Jul 8, 2019

ICE uses driver's license photos for facial recognition searches: Report

Photo: Mario Villafuerte/Getty Images)

The FBI and Immigration and Customs Enforcement have been using driver’s license photos for facial recognition searches without their owners' knowledge or consent, the Washington Post first reported Sunday.

Why it matters: This is the "first known instance of ICE using facial recognition technology to scan state driver’s license databases, including photos of legal residents and citizens," notes the New York Times, which reviewed the details that Georgetown Law's Center on Privacy and Technology obtained via public records requests.

In Utah, Vermont, and Washington, undocumented people come out of the shadows to get drivers licenses. ICE then asks those DMVs to run face recognition searches to find and deport them."
— Center on Privacy & Technology founding director Alvaro Bedoya tweet

The big picture: Lawmakers including House Oversight Committee members have expressed concern previously over aspects of the FBI facial recognition database. The NYT notes that use of such technology by law enforcement is neither new nor rare, with more than 2 dozen states allowing law enforcement to request searches against driver’s license databases.

  • A Government Accountability Office report published in June shows the FBI has been accessing state law enforcement photo databases for nearly a decade, in particular those concerning visa and driver’s license applications.
  • In May, San Francisco became the first major U.S. city to ban facial recognition technology by police and municipal agencies. However, Federal law enforcement is exempt.

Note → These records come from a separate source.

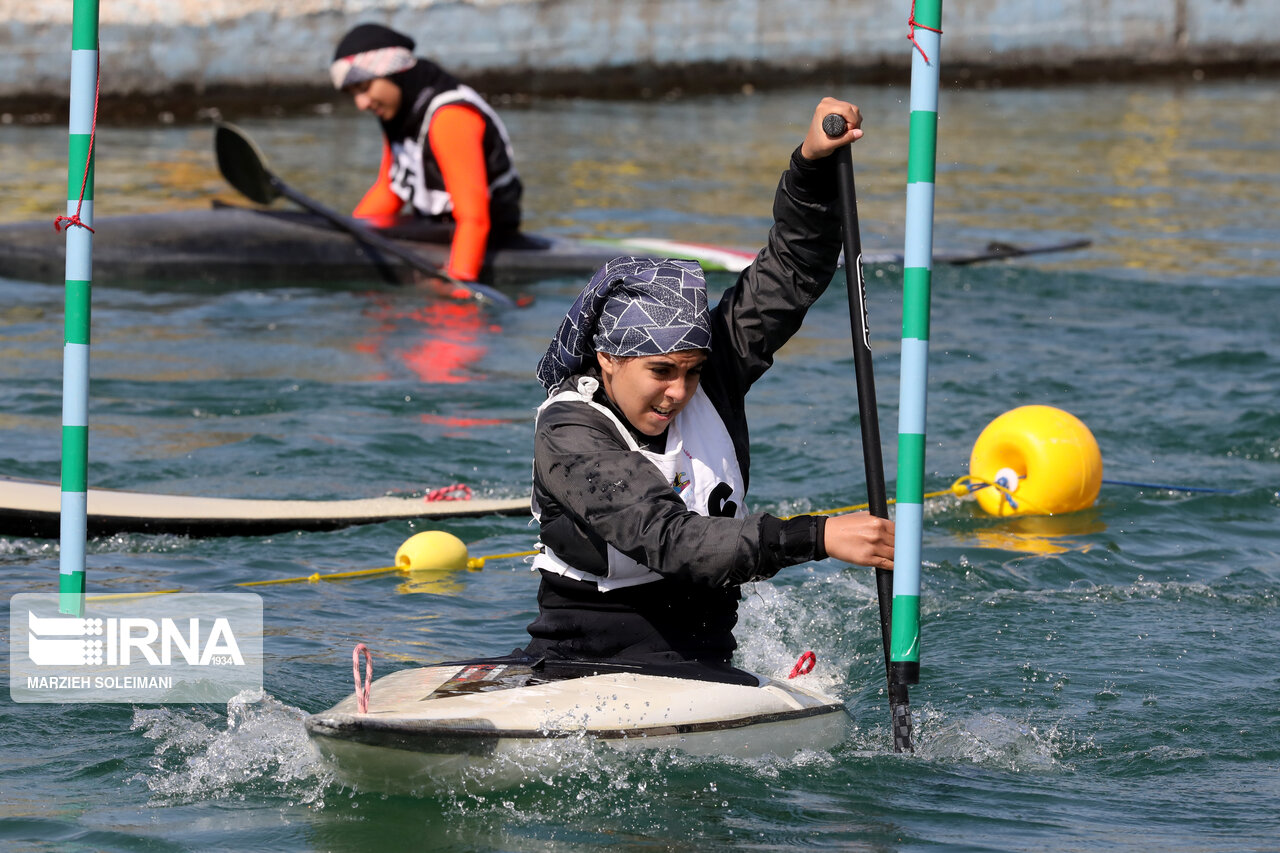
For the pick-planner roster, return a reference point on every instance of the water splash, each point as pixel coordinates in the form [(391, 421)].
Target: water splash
[(257, 748), (995, 740)]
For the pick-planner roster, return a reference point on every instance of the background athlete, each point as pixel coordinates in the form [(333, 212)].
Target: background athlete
[(446, 151)]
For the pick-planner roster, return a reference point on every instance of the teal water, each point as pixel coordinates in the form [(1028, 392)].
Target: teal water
[(1100, 680)]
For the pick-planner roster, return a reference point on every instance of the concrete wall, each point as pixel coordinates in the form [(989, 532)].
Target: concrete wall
[(161, 46)]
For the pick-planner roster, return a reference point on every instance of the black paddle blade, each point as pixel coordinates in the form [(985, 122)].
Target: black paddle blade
[(241, 164)]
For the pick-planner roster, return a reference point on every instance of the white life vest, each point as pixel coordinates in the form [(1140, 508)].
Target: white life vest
[(699, 463), (424, 190)]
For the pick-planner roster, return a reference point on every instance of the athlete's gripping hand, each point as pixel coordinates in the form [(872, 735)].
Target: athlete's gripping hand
[(817, 144), (860, 538)]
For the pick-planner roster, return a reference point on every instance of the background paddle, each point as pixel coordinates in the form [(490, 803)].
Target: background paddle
[(835, 126), (242, 164)]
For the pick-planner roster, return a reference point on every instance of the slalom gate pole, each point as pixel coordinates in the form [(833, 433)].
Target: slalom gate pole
[(926, 39), (80, 264)]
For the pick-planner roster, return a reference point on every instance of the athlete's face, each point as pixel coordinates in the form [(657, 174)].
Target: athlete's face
[(378, 96), (652, 389)]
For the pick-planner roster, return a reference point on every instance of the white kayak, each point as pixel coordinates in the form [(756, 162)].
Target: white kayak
[(32, 509), (497, 724)]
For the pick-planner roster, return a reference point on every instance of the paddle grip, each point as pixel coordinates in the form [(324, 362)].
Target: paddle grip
[(833, 126)]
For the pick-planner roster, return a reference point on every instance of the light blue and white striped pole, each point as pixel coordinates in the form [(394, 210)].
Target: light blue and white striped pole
[(80, 273), (917, 276)]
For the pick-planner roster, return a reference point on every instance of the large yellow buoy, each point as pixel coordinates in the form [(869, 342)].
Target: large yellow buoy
[(432, 550), (1045, 460)]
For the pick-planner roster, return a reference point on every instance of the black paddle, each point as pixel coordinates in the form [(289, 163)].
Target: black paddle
[(242, 164), (835, 126)]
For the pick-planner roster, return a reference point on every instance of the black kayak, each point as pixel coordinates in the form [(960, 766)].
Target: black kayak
[(228, 245)]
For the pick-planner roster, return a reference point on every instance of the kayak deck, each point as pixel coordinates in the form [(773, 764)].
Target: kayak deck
[(227, 246), (437, 726), (32, 509)]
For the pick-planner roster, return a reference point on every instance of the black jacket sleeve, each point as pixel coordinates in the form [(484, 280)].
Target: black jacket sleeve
[(594, 491), (588, 479)]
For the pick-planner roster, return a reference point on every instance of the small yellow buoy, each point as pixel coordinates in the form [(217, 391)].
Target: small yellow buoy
[(432, 550), (1045, 461)]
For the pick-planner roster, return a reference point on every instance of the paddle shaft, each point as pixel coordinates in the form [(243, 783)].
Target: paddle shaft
[(241, 163), (868, 415), (383, 243)]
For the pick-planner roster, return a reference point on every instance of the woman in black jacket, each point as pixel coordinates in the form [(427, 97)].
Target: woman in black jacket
[(641, 448)]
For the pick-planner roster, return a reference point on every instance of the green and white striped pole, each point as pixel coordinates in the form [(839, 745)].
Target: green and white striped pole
[(917, 276), (80, 272)]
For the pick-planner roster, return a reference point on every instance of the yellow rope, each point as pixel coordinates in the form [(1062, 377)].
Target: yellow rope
[(475, 564)]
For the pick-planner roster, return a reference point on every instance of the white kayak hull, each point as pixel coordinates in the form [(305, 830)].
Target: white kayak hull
[(440, 726)]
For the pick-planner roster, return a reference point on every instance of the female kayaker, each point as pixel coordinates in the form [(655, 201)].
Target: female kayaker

What they're saying: The FBI referred the WashPost to the testimony that deputy assistant director Kimberly Del Greco gave to Congress in June in which she said facial-recognition technology is critical "to preserve our nation’s freedoms, ensure our liberties are protected, and preserve our security."

  • ICE declined to answer the WashPost's questions because it said "investigative techniques are generally considered law-enforcement sensitive."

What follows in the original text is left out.